Mark was the seed investor and co-Director of Rocket Lab from 2007 to 2011. Mark is the CEO of Kea Aerospace, a company that is building solar-powered aircraft that will continuously fly for months in the stratosphere. He is the President of Aerospace New Zealand, which is an industry-led body working to grow the aerospace sector.

Keely Roth

Dr Keely Roth

Dr. Keely Roth is the Lead Hyperspectral Scientist at Planet Labs, PBC. She has over 15 years’ experience in remote sensing and geospatial analysis and specializes in imaging spectroscopy applications for vegetation. She received her Masters and PhD degrees in Geography from the University of California, Santa Barbara. Keely joined Planet in 2021 as part of the Carbon Mapper mission, a public-private partnership developing a hyperspectral satellite constellation to detect greenhouse gas emissions and generate a suite of cutting-edge land and ocean data products. Her work on the mission spans calibration and validation and science algorithms for derived data products. Dr. Roth is a part-time Adjunct Assistant Professor of Geography at the University of Utah, and an active member of the IEEE Geoscience and Remote Sensing Society Administrative Committee. Prior to joining Planet, she was a remote sensing scientist and data science manager at The Climate Corporation, working to develop data science-driven digital agriculture tools for farmers worldwide.

ST-brochure-photo

Dr Saibun Tjuatja

Saibun Tjuatja received BSEE and Ph.D. from the University of Texas at Arlington (UTA) and MSEE from Purdue University. He is currently an Associate Professor and Undergraduate Program Advisor at UTA Department of Electrical Engineering. His research focuses on electromagnetic wave propagation and scattering in random media with applications to remote sensing and imaging, and subsurface sensing. Dr. Tjuatja served as a General Co-Chair of IEEE International Geoscience and Remote Sensing Symposium (IGARSS) 2017 in Fort Worth, Texas. He is the 2023-2024 Executive Vice President of IEEE Geoscience and Remote Sensing Society, an Associate Editor of the IEEE Transactions on Geoscience and Remote Sensing, and the Chair of Photonics and Electromagnetics Research Symposium Conference Publications Committee. He has been serving as a US National Science Foundation (NSF) proposal reviewer since 2000. Dr.

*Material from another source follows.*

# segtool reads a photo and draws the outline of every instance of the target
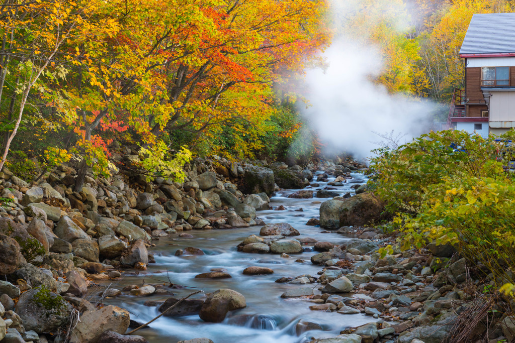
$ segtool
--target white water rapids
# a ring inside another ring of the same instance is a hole
[[[341,194],[354,190],[351,186],[366,182],[362,174],[353,173],[353,180],[348,180],[343,186],[331,186],[332,191]],[[316,178],[316,177],[315,177]],[[334,177],[330,176],[329,181]],[[354,183],[349,183],[351,181]],[[327,183],[317,182],[318,187],[305,189],[314,191],[325,188]],[[283,205],[286,210],[259,211],[258,217],[265,223],[286,222],[298,230],[301,236],[296,238],[311,237],[319,241],[329,241],[335,244],[349,239],[335,232],[322,233],[318,226],[308,226],[307,221],[319,216],[320,203],[329,199],[295,199],[287,196],[295,191],[288,190],[278,193],[271,198],[273,207]],[[320,202],[318,203],[314,203]],[[298,211],[302,209],[302,211]],[[198,315],[181,317],[163,316],[152,322],[148,328],[142,329],[134,334],[144,336],[151,343],[175,342],[183,339],[207,337],[215,343],[245,342],[246,343],[301,343],[308,341],[312,337],[334,337],[340,331],[350,327],[356,327],[373,321],[363,314],[342,315],[336,312],[313,311],[309,309],[313,303],[305,299],[285,299],[281,295],[295,287],[306,285],[318,288],[318,284],[307,285],[278,283],[274,281],[282,277],[296,277],[310,274],[316,278],[321,266],[313,264],[310,259],[317,252],[306,248],[302,254],[292,255],[290,258],[281,258],[278,255],[254,254],[237,251],[236,246],[251,234],[259,234],[261,227],[254,226],[231,230],[205,230],[187,231],[194,238],[181,238],[176,236],[161,238],[154,241],[156,246],[149,252],[154,256],[156,263],[151,264],[146,272],[138,275],[126,274],[118,283],[112,286],[121,289],[130,284],[142,285],[174,284],[200,287],[205,293],[216,290],[228,288],[243,294],[247,301],[247,308],[229,312],[222,323],[208,323]],[[201,256],[175,256],[178,249],[193,246],[201,249],[205,255]],[[309,251],[311,250],[312,251]],[[297,259],[305,261],[295,262]],[[274,273],[269,275],[244,275],[242,271],[250,266],[271,268]],[[195,275],[209,272],[211,268],[223,268],[232,276],[230,279],[195,279]],[[152,279],[150,278],[152,278]],[[173,290],[174,297],[180,298],[197,290],[185,288]],[[320,292],[314,290],[315,294]],[[200,297],[201,294],[194,296]],[[158,306],[144,305],[148,300],[164,301],[169,295],[153,295],[149,297],[135,297],[123,294],[116,298],[107,299],[108,304],[119,306],[131,313],[131,319],[140,322],[146,322],[158,314]],[[300,333],[296,332],[296,325],[301,320],[318,323],[322,330]]]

Tjuatja is a member of Tau Beta Pi, Senior Member of IEEE, and Fellow of the Electromagnetics Academy.

ls_medium

Professor Mengjie Zhang

Mengjie Zhang is a Fellow of Royal Society of New Zealand, a Fellow of Engineering New Zealand, a Fellow of IEEE, an IEEE Distinguished Lecturer, currently Professor of Computer Science at Victoria University of Wellington, where he heads the interdisciplinary Evolutionary Computation and Machine Learning Research Group. He is also the founding Director of the Centre for Data Science and Artificial Intelligence at the University.

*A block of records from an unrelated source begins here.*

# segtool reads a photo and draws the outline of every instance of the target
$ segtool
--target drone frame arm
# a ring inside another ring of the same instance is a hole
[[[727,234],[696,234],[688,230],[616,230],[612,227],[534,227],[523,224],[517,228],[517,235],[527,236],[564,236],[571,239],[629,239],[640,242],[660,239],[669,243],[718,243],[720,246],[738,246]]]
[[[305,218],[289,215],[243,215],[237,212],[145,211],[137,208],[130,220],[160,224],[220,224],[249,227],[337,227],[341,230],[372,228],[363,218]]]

His research is mainly focused on AI, machine learning and big data, particularly in evolutionary learning and optimisation, feature selection/construction and big dimensionality reduction, computer vision and image analysis, scheduling and combinatorial optimisation, classification with unbalanced data and missing data, and evolutionary deep learning and transfer learning.